On 4/20, remember Texas medical marijuana law can save lives

Roughly every four hours, Chase Bearden’s body would remind him to take his pain medication. Bearden, who broke his neck in an accident nearly 30 years ago and uses a wheelchair, had grown accustomed to the routine. His legs would begin twitching, his muscles would ache, so he would head out to his truck and swallow hydrocodone pills to numb the pain. 

By 2017, Bearden, 45, had been taking prescription opioids for more than a decade.

One trip to Colorado changed his life. While visiting the state – where marijuana is legal recreationally – with a friend, he tried a small dose of a tincture, a liquid, cannabis-infused product. After 15 minutes, his muscles relaxed and his over-stimulated nerves stopped firing. The next day, he halved his pill dosage. Within weeks, he had shaken a decade-long opioid drug habit. Four years later, owing to Texas’ relatively nascent medical marijuana program, Bearden’s quality of life has improved tremendously. 

“Once I was off of opioids, my health rebounded, my eyes were clear, even my mom noticed,” Bearden, now the deputy executive director of the Coalition for Texans with Disabilities, told the editorial board. “That’s why we wanted this program to be regulated, because what’s important about this is it’s removing the stigma from it so that you can work one on one with your doctor.”

At a time when thousands of Texans are dying of drug overdoses and overdose deaths involving fentanyl have ballooned by 399 percent since 2019, having a state-of-the-art medical marijuana program is not just some glorified marketplace for stoners; it’s a potential life-saving necessity. Several recent studies have found that having access to medical marijuana leads to decreases in prescription opioid use as well as improvements in physical and mental health. 

This research is encouraging lawmakers to finally give patients more options for pain management than endless supplies of pills. A bill sponsored by state Rep. Stephanie Klick, R-Fort Worth, would allow physicians to prescribe medicinal cannabis instead of opioids for patients battling chronic pain. The bill authorizes the Department of State Health Services to add more medical conditions to the program through the agency’s rulemaking process. Critically, for patients with severe pain management needs, it would also increase the amount of THC — the substance in marijuana that is effective against pain, depression, anxiety and other maladies — to 10 milligrams per dosage unit. The limit is currently 1 percent by weight. Advocates say this volumetric change allows THC to be delivered more efficiently, without the additives of oil or sugar that can cause gastrointestinal issues. 

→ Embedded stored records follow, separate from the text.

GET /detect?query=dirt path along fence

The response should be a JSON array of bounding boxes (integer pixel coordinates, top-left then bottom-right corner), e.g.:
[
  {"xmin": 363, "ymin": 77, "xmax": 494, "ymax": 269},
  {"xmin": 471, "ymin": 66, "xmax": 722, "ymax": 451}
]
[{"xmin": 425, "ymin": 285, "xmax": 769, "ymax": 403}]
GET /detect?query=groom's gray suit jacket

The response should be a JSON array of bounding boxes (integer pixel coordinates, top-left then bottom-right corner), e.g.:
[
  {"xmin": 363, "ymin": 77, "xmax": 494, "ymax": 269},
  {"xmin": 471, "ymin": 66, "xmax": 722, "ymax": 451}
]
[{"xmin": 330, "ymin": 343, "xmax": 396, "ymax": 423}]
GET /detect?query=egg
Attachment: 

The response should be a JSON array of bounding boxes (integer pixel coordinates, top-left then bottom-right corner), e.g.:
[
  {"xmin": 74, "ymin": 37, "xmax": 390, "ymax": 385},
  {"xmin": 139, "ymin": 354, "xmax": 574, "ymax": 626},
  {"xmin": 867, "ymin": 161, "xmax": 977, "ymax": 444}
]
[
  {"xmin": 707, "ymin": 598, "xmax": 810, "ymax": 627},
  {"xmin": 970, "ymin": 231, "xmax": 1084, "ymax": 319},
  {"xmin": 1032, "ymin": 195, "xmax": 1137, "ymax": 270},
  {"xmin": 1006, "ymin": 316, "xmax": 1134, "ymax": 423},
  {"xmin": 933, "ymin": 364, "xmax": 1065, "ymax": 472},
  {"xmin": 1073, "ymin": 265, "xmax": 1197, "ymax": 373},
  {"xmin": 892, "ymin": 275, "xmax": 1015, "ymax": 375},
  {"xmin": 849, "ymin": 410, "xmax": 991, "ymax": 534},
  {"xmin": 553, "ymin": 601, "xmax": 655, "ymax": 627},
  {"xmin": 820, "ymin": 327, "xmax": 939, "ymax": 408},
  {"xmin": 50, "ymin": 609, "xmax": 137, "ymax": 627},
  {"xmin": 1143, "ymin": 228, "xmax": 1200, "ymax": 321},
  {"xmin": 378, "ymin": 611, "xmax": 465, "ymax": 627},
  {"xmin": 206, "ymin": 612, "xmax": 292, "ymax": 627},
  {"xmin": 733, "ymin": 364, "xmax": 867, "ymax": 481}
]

Klick’s bill, which the House approved on a 127-19 vote last week, would be a massive improvement on a program that remains one of the most restrictive in the nation. In the eight years since the Texas Legislature established its Compassionate Use Program, managed by the Department of Public Safety, expansion has been glacial. Despite adding to the list of qualifying conditions in the previous two legislative sessions — Bearden’s spasticity didn’t qualify until 2019 — the program has licensed only three dispensaries to serve roughly 50,000 patients. By comparison, medical marijuana programs in neighboring states such as Oklahoma serve more than 370,000 patients with hundreds of dispensaries to choose from. 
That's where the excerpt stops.